Una nevicata lunga un giorno, la prima, vera, della stagione è bastata per rifare il trucco a Bardonecchia e a tutte le valli olimpiche. Le baite isolate restano chiuse. Il Piemonte è ancora zona arancione, non ci si può spostare tra comuni. Bardonecchia conta 3000 residenti e 11000 seconde case, circa 40.000 posti letto che per le vacanze di Natale dovrebbero, con la zona gialla in arrivo già tra una decina di giorni, tornare ad essere occupati. Per ora però le serrande rimangono malinconicamente abbassate e il paese deserto, in vista del ponte dell'Immacolata. Questa è via Medail, la strada pedonale di Bardonecchia. Sta nevicando, non c'è nessuno in giro come potete vedere, di conseguenza quasi tutti i negozi sono chiusi. Fermi anche gli impianti di risalita. Sulle seggiovie si è accumulata la neve. Qui a campo Smith, centro di tutte le attività legate allo sci e arrivo di gran parte delle piste, però, ci si prepara. I gatti delle nevi lavorano sodo e noi cerchiamo di capire in che modo. Siamo sul gatto delle nevi, sulla pista 2 bassa di Bardonecchia campo Smith. Stefano, che cosa stiamo facendo in questo momento?
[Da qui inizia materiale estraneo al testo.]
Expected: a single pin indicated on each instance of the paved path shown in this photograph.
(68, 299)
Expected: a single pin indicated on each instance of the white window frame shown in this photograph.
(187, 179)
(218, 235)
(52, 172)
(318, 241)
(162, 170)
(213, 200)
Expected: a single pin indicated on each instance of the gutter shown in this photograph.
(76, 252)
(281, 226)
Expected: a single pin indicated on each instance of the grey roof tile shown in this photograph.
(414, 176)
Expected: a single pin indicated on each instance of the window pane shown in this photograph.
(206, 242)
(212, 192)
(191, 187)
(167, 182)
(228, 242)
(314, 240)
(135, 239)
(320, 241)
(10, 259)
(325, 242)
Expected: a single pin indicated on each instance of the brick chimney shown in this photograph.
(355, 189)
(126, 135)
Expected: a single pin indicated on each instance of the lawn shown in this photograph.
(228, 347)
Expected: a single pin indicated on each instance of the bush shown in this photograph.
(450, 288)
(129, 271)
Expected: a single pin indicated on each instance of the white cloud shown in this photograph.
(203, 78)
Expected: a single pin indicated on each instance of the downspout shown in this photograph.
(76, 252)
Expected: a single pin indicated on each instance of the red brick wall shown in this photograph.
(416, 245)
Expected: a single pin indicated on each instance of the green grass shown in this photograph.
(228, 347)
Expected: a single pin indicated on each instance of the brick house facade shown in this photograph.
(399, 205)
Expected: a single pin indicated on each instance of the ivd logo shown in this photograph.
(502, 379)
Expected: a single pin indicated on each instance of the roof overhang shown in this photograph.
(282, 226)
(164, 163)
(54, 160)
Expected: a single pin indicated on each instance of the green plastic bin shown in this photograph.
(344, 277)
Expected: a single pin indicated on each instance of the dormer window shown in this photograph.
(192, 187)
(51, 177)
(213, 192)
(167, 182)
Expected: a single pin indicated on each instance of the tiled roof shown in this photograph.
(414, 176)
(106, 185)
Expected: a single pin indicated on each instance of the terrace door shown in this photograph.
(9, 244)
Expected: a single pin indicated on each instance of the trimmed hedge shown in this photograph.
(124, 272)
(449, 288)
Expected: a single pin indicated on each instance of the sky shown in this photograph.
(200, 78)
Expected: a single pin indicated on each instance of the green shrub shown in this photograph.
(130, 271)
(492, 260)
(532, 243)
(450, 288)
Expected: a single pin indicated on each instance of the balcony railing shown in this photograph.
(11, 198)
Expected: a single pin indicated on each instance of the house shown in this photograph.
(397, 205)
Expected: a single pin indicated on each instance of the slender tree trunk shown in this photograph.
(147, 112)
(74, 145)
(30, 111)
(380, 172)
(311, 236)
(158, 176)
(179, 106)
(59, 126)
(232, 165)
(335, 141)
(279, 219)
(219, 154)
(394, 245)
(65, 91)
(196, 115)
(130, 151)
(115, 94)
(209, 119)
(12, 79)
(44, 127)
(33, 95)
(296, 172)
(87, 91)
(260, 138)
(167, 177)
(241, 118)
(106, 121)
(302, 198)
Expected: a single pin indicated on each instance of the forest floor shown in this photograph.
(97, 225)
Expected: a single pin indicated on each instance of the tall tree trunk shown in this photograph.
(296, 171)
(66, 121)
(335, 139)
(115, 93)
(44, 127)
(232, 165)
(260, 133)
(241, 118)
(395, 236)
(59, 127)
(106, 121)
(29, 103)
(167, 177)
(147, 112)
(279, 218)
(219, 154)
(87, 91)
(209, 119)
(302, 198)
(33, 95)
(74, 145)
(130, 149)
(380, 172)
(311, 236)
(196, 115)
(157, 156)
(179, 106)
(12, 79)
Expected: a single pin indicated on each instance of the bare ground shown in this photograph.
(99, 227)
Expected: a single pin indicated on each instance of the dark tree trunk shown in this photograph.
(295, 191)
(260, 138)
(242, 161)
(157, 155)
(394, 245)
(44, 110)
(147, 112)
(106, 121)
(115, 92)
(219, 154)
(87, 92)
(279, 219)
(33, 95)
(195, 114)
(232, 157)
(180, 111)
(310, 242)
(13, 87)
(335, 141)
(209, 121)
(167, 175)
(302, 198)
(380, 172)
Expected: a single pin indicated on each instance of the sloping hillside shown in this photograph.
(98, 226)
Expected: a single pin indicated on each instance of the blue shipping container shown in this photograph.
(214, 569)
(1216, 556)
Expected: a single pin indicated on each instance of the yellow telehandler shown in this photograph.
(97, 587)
Allora noi stiamo adesso preparando la pista, spostando la neve che hanno prodotto in queste notti che fa parecchio freddo e stiamo costruendo letteralmente la pista spostando i mucchi di neve. Qual è la complessità di questa operazione? È molto complesso perché devi capire quanta neve hai sotto ai cingoli e cercare di spingerla dove manca per metterla e portarla in piano. Il 7 gennaio saremo pronti per riaprire, chiaramente in funzione dei flussi degli sciatori che possiamo prevedere: la gente in settimana lavora, dall'estero non abbiamo turisti, quindi prevedo minori aperture di impianti in settimana, mentre regolare il weekend quando abbiamo la gente che arriva dalla città. Che stagione sarà? Sarà una stagione senza precedenti. Per noi è un disastro economico, sarà difficilissimo quadrare i conti. Il 50% dal 7 gennaio possiamo sperare di farlo, ma a Natale avremo già perso il 30%, quindi sarà improponibile avere dei conti in ordine.